= Ottawa Valley Curling Association =

Curling regional governing body

The Ottawa Valley Curling Association (OVCA) is a regional association for the sport of curling in the Ottawa Valley region of Eastern Ontario and Western Quebec.

The OVCA was founded in 1957. It has operated a number of bonspiels, most notably the City of Ottawa Men's Bonspiel which occurred every March. It was one of the largest bonspiels in the world, and had been running annually since 1956. In 2010, the open division had 137 teams. All OVCA bonspiels were suspended in 2020 due to the COVID pandemic.

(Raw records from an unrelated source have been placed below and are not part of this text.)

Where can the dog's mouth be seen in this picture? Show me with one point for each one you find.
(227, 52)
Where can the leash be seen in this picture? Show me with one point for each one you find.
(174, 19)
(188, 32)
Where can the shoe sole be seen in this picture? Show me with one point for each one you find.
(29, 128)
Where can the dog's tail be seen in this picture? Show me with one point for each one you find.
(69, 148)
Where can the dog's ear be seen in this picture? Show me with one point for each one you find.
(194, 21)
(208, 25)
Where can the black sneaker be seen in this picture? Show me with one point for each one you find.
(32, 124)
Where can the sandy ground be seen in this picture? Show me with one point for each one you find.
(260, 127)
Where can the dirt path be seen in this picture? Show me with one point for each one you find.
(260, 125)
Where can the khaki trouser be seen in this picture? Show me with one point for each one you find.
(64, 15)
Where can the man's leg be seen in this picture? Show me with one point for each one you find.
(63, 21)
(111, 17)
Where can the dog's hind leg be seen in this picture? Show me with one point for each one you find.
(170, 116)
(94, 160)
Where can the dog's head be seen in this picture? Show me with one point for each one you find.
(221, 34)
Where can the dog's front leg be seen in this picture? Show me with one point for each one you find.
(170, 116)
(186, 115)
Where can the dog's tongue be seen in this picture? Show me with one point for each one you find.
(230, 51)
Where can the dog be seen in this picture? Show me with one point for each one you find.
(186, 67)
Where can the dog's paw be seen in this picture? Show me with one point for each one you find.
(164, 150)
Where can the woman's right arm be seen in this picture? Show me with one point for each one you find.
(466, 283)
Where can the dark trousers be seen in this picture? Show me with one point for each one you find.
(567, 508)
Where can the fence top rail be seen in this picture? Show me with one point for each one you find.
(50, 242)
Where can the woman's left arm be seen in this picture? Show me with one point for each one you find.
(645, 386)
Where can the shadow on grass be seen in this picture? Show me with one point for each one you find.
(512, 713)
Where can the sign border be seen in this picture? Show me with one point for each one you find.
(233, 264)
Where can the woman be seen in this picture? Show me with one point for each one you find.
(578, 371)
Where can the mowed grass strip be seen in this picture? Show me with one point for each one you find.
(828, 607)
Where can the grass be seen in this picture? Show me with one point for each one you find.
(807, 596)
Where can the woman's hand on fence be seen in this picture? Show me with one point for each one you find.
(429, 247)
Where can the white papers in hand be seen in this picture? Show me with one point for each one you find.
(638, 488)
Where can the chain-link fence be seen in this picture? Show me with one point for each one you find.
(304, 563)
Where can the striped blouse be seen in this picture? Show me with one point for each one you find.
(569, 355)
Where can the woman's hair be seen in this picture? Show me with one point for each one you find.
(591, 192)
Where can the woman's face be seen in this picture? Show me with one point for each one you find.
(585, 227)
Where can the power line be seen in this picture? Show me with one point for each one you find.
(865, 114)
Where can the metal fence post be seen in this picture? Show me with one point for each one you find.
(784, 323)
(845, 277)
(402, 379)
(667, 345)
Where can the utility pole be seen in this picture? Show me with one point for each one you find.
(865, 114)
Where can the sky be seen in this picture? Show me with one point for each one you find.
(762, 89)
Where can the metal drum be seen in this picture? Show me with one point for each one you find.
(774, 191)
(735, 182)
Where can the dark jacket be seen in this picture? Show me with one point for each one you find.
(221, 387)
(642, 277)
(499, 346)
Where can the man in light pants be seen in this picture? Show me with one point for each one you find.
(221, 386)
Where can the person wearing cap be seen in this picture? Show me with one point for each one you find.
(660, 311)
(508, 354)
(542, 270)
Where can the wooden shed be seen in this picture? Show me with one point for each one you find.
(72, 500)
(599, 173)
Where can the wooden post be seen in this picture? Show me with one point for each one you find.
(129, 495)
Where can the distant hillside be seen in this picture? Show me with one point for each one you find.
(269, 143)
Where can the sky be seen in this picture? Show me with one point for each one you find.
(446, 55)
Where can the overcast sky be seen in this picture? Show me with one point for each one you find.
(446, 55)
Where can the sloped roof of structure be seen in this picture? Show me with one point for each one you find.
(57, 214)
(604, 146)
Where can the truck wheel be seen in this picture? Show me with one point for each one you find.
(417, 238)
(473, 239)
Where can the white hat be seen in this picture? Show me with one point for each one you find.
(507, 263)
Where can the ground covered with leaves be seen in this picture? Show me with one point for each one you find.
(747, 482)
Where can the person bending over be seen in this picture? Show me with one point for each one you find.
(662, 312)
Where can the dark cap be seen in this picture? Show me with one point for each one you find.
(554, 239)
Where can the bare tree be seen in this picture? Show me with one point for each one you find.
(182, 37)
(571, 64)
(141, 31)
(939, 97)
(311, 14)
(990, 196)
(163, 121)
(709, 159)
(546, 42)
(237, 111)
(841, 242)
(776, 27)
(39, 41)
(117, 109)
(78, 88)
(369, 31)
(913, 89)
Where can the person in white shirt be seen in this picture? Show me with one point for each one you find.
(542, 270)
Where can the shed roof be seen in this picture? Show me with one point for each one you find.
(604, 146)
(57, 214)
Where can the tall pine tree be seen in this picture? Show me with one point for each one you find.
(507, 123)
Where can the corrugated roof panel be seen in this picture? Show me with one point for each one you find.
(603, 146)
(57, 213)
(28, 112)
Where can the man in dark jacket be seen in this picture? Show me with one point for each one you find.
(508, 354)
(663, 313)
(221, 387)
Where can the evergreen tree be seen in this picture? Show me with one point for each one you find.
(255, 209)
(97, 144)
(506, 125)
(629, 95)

As of March 2024, only the Goldline/OVCA Little Rocks Championships and the Brokerlink/OVCA U21 Superspiel have been reinstated.

==Member clubs==
As of September 2019, all OVCA-member clubs were required to become members of the Ontario Curling Association or Curling Quebec.
List last updated Feb 29, 2024.

===Lanark County===
- Almonte Curling Club
- Carleton Place Curling Club
- Lanark Highlands Curling Club
- Pakenham Curling Club
- Perth Curling Club
- Smiths Falls Curling & Squash Club

===Leeds & Grenville===
- Brockville Country Club
- Gananoque Curling Club
- North Grenville Curling Club
- Prescott Curling Club

===Ottawa===
- Carleton Heights Curling Club
- City View Curling Club
- Cumberland Curling Club
- Granite Curling Club of West Ottawa
- Huntley Curling Club
- Manotick Curling Centre
- Metcalfe Curling Club
- Navan Curling Club
- Ottawa Curling Club
- Ottawa Hunt and Golf Club
- RA Centre
- RCMP Curling Club
- RCN (Navy) Curling Club
- Richmond Curling Club
- Rideau Curling Club

===Prescott & Russell===
- Russell Curling Club
- Vankleek Hill Curling Club

===Renfrew County===
- Arnprior Curling Club
- Deep River Curling and Squash Club
- Killaloe Curling Club
- Pembroke Curling Centre
- Renfrew Curling Rink

===Stormont, Dundas & Glengarry===
- Alexandria Curling Club
- Cornwall Curling Centre
- Glengarry Curling Club
- Lancaster and District Curling Club
- Winchester Curling Club

===Quebec===
- Buckingham Curling Club
- Curling des Collines
- Lachute Curling Club
- Shawville Curling Club
- Club de curling Thurso

==Governor-General's Trophy==
The Governor-General's Trophy competition is a dual rink tournament held between the winners of playdowns run between two representatives of the OVCA and Curling Québec. It was established by Lord Dufferin, the Governor General of Canada at the time in 1874 as a dual rink tournament, with the finals played at Rideau Hall until 1939. The event is run by Canadian Branch Curling.

==Quebec Challenge Cup==
Much like the Governor-General's Trophy, members of the OVCA and Curling and Québec are eligible to compete for the Quebec Challenge Cup, a double rink challenge trophy which has been competed for since 1874. The event is run by Canadian Branch Curling.